As definições mais óbvias do jornalismo o colocam como o ofício que lida exclusivamente com os fatos, e não a ficção, com o trabalho nobre da “busca pela verdade” ou “retratação do real”. Deveras digno. Só que, se é fácil ver o jornalismo dessa forma, o problema se complica quando recaímos no colapso ideológico trazido por indefinidas definições como “o que é o real” ou o pior, “o que é notícia” ou “fato”. Mas estas questões não estão nos infindáveis e paradoxais “Manuais de Estilo” de órgãos de mídia e tampouco são realmente discutidos nas inúmeras salas das escolas de jornalismo.

O conceito de real está tão perdido quanto as cânones virtudes do jornalismo, relegados ao esquecimento nos confins mais escusos do Tártaro. Atualmente, o que se vê é a vivência pelo imagético, pela simulação autofágica de uma realidade demonstrada, mas não necessariamente demonstrável, um mito por si só; isso também porque se tem a necessidade de engolir uma quantidade cada vez maior de informações, essas divindades de valor questionável, num fetiche medonho de imediatismo informacional. Aliado a isso existe a valoração da notícia enquanto simples novidade, conceituação que irreleva o conteúdo por uma idéia muito mais mercadológica. Mais do que um relâmpago de Zeus, tentamos matar Cronos e ser mais fortes que os titãs ou os deuses.
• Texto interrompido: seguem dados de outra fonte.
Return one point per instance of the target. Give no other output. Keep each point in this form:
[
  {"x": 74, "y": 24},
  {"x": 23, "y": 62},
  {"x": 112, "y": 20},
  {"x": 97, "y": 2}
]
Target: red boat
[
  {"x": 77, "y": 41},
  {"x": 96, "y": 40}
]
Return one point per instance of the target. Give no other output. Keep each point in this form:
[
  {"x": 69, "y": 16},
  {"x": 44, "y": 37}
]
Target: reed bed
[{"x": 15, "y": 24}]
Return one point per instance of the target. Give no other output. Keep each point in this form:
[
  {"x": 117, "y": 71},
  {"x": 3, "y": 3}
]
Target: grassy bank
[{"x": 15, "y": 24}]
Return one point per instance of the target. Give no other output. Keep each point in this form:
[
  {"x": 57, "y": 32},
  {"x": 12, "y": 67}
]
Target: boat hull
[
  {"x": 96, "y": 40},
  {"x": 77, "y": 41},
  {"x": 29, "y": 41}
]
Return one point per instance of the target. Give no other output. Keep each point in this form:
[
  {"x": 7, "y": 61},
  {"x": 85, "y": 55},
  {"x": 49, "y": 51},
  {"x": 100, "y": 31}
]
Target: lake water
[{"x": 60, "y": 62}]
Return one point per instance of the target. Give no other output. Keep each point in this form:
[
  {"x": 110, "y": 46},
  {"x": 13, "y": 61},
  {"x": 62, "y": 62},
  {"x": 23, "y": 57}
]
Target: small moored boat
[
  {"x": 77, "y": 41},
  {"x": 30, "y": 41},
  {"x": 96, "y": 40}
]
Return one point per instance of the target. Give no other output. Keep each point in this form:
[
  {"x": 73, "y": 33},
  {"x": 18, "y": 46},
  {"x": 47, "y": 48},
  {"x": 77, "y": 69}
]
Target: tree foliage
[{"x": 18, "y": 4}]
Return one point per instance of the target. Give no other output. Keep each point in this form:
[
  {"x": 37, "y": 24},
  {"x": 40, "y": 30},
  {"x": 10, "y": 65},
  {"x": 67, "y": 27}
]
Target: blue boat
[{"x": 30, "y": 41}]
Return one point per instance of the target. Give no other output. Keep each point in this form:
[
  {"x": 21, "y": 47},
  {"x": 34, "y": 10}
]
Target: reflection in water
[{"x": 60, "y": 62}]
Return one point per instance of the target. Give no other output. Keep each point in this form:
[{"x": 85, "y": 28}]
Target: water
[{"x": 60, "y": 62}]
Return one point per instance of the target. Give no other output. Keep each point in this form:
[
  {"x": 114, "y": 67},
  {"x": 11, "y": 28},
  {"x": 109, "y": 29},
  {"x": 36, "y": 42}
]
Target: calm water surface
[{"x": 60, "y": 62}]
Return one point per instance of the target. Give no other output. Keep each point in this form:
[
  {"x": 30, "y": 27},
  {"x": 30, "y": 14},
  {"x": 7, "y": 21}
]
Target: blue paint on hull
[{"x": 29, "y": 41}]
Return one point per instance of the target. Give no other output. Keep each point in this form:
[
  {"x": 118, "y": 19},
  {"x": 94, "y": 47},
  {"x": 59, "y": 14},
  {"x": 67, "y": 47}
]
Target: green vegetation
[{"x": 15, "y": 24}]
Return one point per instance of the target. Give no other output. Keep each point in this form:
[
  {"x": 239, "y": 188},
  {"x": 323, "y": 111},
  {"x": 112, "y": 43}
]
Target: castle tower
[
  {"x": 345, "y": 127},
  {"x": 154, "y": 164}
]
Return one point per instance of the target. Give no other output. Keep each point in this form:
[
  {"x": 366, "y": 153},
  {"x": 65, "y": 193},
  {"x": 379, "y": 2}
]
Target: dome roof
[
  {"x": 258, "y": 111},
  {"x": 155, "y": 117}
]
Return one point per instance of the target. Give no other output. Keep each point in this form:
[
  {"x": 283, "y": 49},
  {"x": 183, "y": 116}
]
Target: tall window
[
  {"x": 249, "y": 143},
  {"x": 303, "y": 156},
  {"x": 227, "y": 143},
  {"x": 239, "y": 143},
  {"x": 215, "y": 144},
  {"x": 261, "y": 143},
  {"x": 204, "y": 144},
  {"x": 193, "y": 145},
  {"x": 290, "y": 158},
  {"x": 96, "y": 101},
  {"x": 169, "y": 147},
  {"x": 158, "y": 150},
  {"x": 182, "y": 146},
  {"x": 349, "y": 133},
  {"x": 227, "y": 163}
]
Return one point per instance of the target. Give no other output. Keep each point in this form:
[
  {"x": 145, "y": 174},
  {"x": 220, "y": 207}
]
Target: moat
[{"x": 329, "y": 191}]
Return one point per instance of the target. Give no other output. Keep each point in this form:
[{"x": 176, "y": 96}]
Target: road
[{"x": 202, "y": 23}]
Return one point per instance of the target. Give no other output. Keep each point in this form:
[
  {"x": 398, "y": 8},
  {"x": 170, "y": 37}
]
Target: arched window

O maior dentre os maiores.

Acontece que o presente contínuo informacional e pasteurizado é uma morfina, que lentamente transforma a mente numa massa anestesiada e moldável de insossibilidade, de modo que pouca coisa é vista como uma novidade, sendo ela suplantada pelo inusitado. E a droga que reverte esse estado anestésico é justamente o apelo ao horror. O ecstasy midiático.
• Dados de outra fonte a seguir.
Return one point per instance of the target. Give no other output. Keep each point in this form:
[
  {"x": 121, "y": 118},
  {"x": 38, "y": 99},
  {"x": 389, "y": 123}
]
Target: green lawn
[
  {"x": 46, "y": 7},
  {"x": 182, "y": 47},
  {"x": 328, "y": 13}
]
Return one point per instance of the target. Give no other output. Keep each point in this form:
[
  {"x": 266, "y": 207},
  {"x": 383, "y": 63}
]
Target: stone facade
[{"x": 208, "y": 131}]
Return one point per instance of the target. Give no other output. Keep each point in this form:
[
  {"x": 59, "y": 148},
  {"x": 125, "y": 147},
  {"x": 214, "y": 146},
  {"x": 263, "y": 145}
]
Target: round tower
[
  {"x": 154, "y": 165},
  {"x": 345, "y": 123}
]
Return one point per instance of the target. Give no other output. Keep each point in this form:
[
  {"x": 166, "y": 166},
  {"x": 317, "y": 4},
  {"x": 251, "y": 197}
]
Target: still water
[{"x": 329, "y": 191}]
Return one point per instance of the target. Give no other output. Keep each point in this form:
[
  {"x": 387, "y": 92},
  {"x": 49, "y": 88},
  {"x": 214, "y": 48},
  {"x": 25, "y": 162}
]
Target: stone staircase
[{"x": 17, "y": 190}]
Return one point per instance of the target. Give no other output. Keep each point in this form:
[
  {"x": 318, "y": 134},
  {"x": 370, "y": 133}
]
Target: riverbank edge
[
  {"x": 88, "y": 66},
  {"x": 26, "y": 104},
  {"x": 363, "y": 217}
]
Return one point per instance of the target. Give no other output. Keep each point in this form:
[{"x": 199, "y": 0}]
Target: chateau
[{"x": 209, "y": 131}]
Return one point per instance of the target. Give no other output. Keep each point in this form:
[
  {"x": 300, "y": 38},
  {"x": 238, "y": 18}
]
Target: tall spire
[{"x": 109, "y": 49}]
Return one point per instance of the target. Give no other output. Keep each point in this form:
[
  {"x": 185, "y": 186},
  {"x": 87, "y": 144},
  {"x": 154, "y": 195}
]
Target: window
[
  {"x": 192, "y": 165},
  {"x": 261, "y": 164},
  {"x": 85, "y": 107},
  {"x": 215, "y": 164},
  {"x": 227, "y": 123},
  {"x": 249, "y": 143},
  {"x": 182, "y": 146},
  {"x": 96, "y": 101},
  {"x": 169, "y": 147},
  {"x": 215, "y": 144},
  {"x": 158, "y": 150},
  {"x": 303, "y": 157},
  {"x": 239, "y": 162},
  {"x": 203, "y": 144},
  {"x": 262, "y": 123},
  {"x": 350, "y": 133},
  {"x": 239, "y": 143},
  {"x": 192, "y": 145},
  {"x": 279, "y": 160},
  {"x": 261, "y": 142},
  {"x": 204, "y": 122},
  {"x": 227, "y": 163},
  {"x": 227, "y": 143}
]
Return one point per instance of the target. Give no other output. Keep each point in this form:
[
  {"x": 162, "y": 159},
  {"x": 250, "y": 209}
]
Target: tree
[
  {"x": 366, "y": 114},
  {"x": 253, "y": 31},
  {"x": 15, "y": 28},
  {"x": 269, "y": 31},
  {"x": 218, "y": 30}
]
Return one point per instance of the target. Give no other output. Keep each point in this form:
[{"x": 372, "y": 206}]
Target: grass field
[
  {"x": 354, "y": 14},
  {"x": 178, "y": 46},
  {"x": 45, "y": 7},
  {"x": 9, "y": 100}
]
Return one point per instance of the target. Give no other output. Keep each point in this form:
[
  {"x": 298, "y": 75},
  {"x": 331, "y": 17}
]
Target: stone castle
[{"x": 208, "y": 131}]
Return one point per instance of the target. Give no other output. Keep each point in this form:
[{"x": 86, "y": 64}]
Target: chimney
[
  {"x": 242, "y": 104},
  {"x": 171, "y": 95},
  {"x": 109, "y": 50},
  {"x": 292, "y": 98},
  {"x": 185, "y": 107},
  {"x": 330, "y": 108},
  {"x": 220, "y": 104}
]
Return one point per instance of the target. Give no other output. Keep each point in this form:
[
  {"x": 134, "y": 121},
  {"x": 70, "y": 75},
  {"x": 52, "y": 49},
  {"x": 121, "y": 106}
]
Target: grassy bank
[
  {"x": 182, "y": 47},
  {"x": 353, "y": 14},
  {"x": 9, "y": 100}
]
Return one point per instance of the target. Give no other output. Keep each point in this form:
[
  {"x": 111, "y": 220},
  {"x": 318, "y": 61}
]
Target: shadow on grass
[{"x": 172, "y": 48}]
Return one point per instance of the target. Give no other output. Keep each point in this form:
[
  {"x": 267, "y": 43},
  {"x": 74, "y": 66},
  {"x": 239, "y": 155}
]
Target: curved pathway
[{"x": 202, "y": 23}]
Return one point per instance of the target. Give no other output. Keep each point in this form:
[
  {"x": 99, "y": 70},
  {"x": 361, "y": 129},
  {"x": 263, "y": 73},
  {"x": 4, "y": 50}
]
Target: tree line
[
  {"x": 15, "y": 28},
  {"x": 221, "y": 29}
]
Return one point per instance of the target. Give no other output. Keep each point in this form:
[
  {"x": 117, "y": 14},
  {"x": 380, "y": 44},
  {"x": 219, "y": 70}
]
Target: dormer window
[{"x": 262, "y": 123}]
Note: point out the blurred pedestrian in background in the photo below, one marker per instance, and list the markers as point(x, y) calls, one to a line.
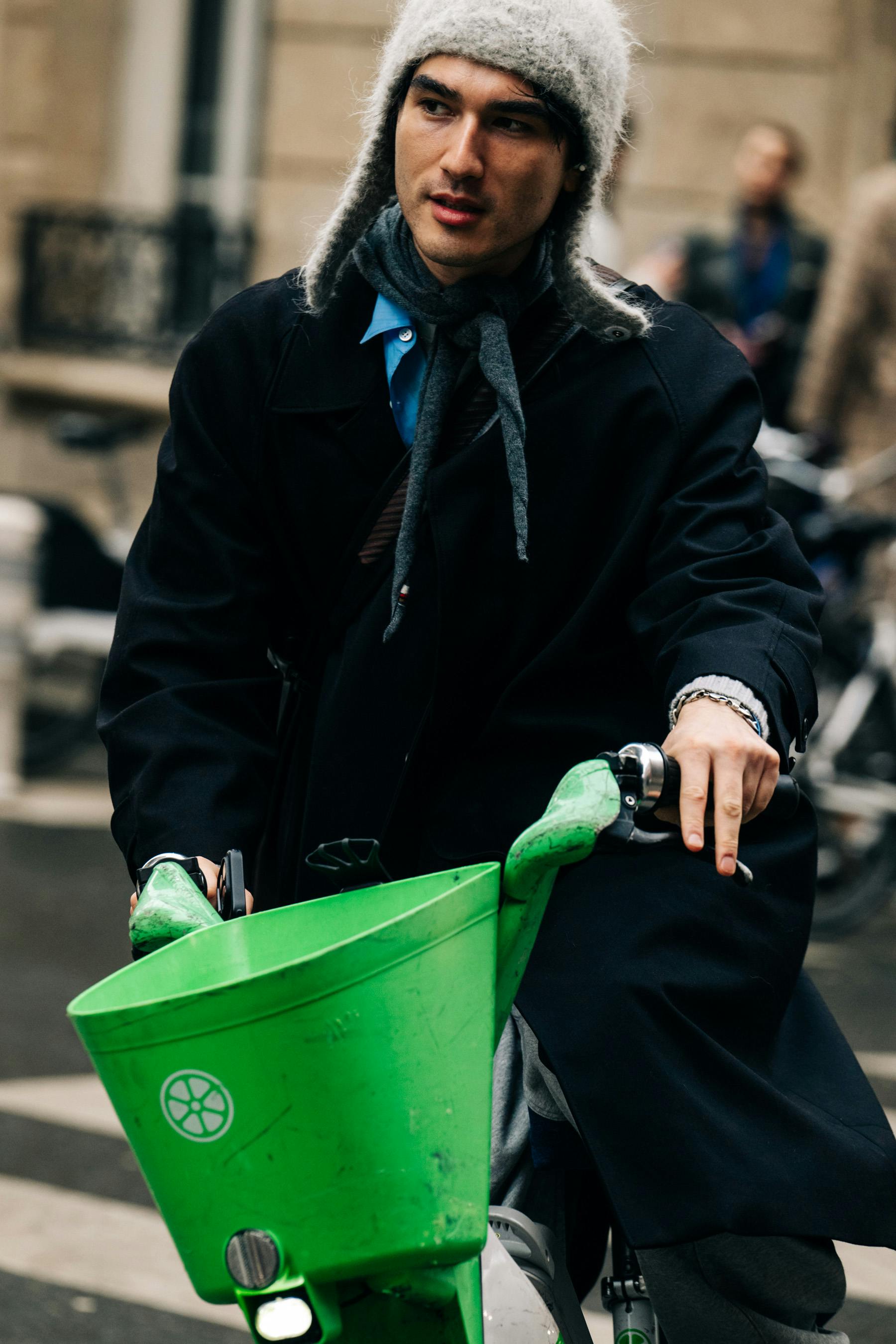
point(847, 392)
point(760, 285)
Isso gera um problema, que é aquela velha espetacularização da notícia, que fortalece o vínculo do jornalismo com o entretenimento, iniciando o ciclo que proporciona um gosto pelo grotesco, inimaginável por sua evidência. Para que imaginar como Cronos cortou os testículos de Urano, se pode-se ver? Ao mesmo tempo a mídia, em muitos momentos ,dedica-se a ser um espelho de si mesma, numa empáfia e esquizofrênica demonstração de narcisismo, onde cada um diz ser mais real que outro. Talvez a dilaceração dos órgãos genitores de Urano fosse mostrada porque Cronos assim queria, ilustrando sua vitória, e um outro (ou outros) ainda gostaria de ver. Inútil? Pode ser. Grotesco? Possivelmente. Sem conteúdo? Talvez… Porém, realmente inusitado. Não obstante, notícia. Afinal, não é sempre que se vê um titã a perder os bagos.

Portanto, é como uma distorção muito mais doentia da profecia de Cronos: o jornalismo teme aquilo que é seu fruto, mas devora não só esses frutos, como também a si próprio. Através disso, a mídia torna-se um simulacro autônomo e atemporal, intimamente ligado ao entretenimento, mesmo que essa não fosse sua “missão” inicial, onde as noções do real são aquelas deste real e paranóico “simulacro de verdades”, onde as ficções reais de cada um ligam-se às do outro, capazes de materializar o próprio Tártaro diante de nós, que engoliremos e com ele nos anestesiaremos até a saturação. O novo titã que talvez se veja, um dia, regurgitando em meio às gargalhadas o que devorou em razão do veneno de um de seus próprios filhos, ou então os matará definitivamente, vivendo só em meio ao Vazio de sua própria paranóia. De um jeito ou de outro, todos ficarão sabendo, pois somos, nós mesmos, todos titãs devoradores.